La cosa funcionó durante varios meses. Higinio nada supo de la existencia de aquel cipote negro que se alojaba en el trastero de su casa, silencioso, callado, pero siempre acechando el momento en que Higinio se ausentara para salir de su escondrijo y empalar una y otra vez, incansable, a la Señora Carlota, su ama y su dueña. Ésta, astuta al fin y al cabo, no varió su comportamiento en lo más mínimo mientras duró el arreglo, sabedora, gracias a los muchos seriales televisivos, de lo mosqueante que resulta para la otra parte contratante cualquier cambio en su relación de gananciales. Si acaso, algún observador agudo podría haber detectado una cierta melancolía en los ojos de Carlota cuando, los fines de semana, agarraba la familia el Opel Corsa y se marchaba a la sierra, dejando a su amante en la soledad de su trastero.

Fue en diciembre de aquel año cuando todo se acabó. Una fría mañana Carlota volvió de la compra un poco antes de lo normal. Su habitual charla de veinte minutos con Martín, el pescadero tan majo del mercado, no pudo celebrarse por defunción del padre del tendero, ya mayor y con muchos achaques. Pensando en que no había mal que por bien no viniera, abrió la puerta de su casa nerviosa, imaginando que así gozaría más tiempo de los favores de su amante.

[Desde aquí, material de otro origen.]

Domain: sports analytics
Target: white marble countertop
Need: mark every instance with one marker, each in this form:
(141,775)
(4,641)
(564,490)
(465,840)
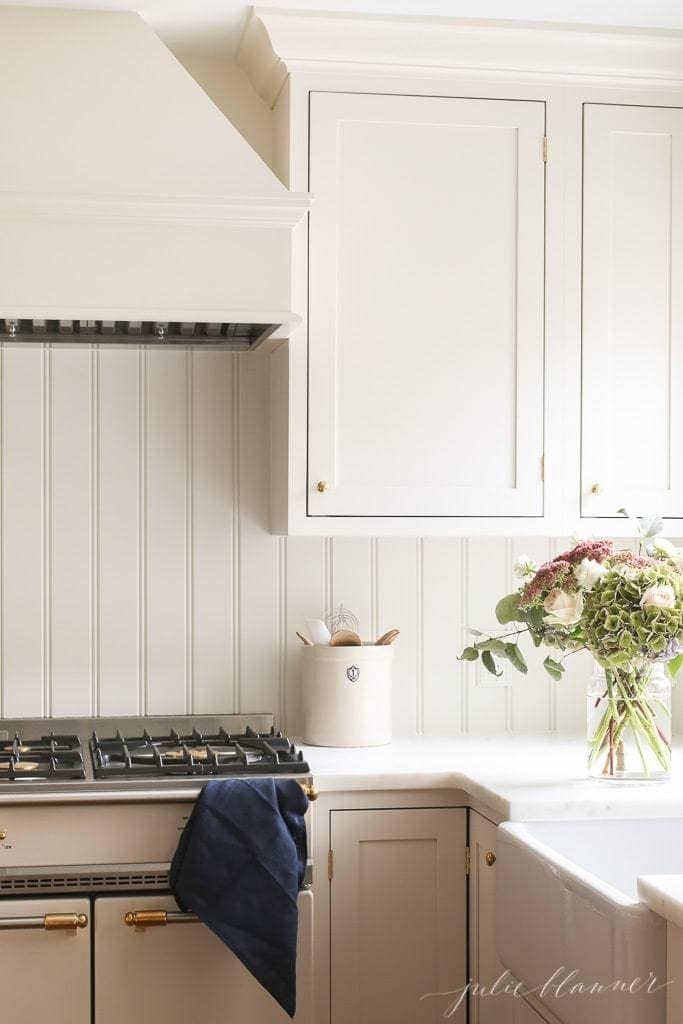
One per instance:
(518,777)
(664,894)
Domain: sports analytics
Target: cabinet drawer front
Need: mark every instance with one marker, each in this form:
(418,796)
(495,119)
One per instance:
(179,973)
(45,973)
(632,420)
(426,306)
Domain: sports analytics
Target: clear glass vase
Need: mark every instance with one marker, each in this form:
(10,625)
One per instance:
(629,723)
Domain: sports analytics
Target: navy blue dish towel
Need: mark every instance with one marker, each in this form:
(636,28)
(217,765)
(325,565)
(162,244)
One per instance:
(240,865)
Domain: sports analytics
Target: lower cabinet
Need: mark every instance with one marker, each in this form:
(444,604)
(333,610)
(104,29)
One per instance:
(525,1014)
(181,973)
(485,968)
(45,970)
(398,914)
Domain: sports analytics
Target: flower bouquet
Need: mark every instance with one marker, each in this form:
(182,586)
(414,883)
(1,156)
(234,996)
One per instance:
(627,609)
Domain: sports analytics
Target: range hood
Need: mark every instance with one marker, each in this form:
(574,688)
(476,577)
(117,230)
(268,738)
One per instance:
(131,210)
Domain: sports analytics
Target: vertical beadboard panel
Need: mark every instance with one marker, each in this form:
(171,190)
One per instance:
(260,679)
(25,507)
(397,606)
(166,534)
(212,564)
(120,541)
(442,619)
(352,580)
(488,574)
(73,386)
(532,694)
(305,583)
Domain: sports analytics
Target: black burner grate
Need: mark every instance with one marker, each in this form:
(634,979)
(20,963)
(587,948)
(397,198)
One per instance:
(52,757)
(196,754)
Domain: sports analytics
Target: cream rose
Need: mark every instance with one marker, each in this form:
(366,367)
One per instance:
(563,608)
(659,596)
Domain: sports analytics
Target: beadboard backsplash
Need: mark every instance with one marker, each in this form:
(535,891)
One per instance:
(137,574)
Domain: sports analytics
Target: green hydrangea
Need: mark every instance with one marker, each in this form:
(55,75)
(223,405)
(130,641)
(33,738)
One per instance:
(617,630)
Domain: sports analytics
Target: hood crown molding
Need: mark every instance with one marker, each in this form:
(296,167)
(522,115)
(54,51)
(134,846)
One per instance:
(279,42)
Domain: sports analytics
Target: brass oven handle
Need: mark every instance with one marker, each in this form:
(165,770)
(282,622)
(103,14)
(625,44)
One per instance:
(50,923)
(153,919)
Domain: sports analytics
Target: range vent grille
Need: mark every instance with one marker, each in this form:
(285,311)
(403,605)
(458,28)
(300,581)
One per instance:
(232,337)
(85,882)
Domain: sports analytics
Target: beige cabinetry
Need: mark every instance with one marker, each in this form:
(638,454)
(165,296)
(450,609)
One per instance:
(398,914)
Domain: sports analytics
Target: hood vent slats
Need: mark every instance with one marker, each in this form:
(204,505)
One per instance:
(157,334)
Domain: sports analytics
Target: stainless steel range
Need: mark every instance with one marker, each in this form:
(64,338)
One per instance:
(90,814)
(142,753)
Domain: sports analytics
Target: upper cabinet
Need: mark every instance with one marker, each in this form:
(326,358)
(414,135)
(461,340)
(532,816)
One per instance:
(491,275)
(426,302)
(632,417)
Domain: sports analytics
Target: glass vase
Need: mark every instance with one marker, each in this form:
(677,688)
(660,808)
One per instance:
(629,723)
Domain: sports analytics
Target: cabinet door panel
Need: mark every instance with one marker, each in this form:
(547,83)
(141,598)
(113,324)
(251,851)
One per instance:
(632,439)
(398,915)
(45,975)
(426,270)
(183,973)
(485,968)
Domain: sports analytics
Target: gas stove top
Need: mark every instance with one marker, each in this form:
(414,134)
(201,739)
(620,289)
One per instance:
(143,753)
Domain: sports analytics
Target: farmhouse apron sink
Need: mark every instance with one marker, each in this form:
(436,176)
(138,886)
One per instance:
(566,901)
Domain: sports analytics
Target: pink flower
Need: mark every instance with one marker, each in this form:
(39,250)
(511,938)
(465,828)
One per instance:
(629,558)
(551,576)
(594,550)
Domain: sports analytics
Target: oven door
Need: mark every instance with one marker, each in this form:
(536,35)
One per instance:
(178,972)
(45,960)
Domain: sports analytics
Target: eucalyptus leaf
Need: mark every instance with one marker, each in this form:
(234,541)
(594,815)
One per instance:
(493,645)
(554,669)
(469,654)
(516,657)
(675,666)
(507,609)
(489,664)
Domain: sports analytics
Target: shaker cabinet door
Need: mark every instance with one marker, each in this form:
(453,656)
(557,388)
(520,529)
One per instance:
(485,968)
(632,422)
(45,971)
(426,306)
(398,915)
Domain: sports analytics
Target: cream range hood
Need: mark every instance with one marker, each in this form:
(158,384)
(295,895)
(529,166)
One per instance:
(131,210)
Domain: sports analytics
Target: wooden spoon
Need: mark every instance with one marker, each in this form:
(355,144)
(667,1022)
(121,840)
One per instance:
(387,638)
(344,638)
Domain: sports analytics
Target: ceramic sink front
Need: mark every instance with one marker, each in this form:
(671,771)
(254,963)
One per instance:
(567,913)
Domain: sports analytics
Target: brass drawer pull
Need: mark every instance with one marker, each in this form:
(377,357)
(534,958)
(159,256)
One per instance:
(49,923)
(155,919)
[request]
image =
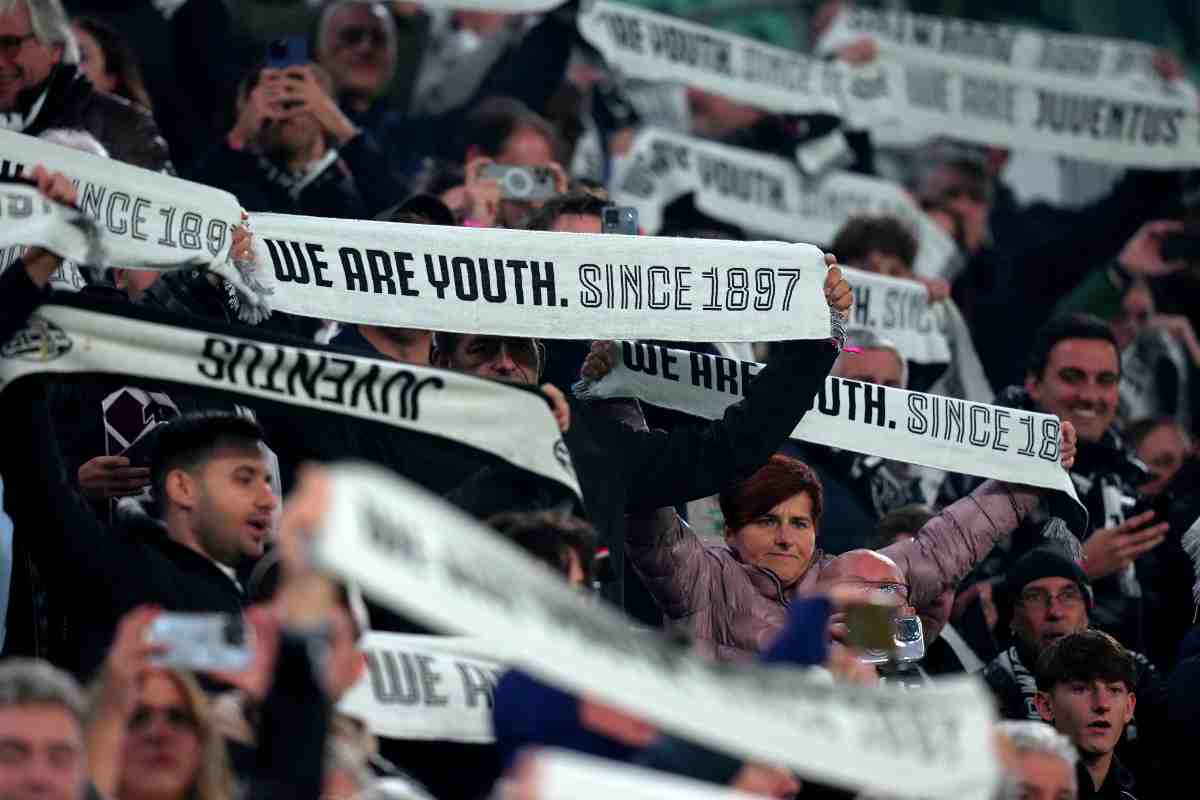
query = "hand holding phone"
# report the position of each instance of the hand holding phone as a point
(619, 220)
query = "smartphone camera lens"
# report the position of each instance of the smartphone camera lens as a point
(234, 633)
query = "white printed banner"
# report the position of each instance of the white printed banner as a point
(1080, 97)
(462, 280)
(426, 687)
(899, 310)
(540, 283)
(424, 558)
(929, 429)
(766, 194)
(1045, 54)
(147, 220)
(658, 47)
(565, 775)
(511, 423)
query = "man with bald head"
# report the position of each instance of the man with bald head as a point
(861, 489)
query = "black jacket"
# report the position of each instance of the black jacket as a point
(100, 571)
(621, 469)
(357, 186)
(127, 131)
(1097, 464)
(1140, 746)
(1119, 783)
(1041, 252)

Su primera decepción vino cuando no encontró a "Lunes" en el trastero. ¿Dónde estaría? Su segunda, y ésta mortal, decepción llegó cuando, guiada por un extraño soniquete, irrumpió en el cuarto de su hijo y vio aquel enorme cipote negro entrando y saliendo empapado en vaselina del trasero de Quique, que se estremecía de placer. Quizás por primera vez en su vida la ira, la cólera, la rabia de sentirse engañada y de ver a su hijo, el fruto de sus entrañas, convertido en maricón de tomar, la volvieron fuera de sí y, agarrando a "Lunes" violentamente y por sorpresa, lo arrojó por la ventana con un estruendo de cristales rotos que fue muy comentado en el barrio. Entonces Carlota se derrumbó y lloró amargamente. Fuera, en la calle, el consolador marca "Filex" modelo "King Size" color negro yacía partido en dos y envuelto por la lluvia.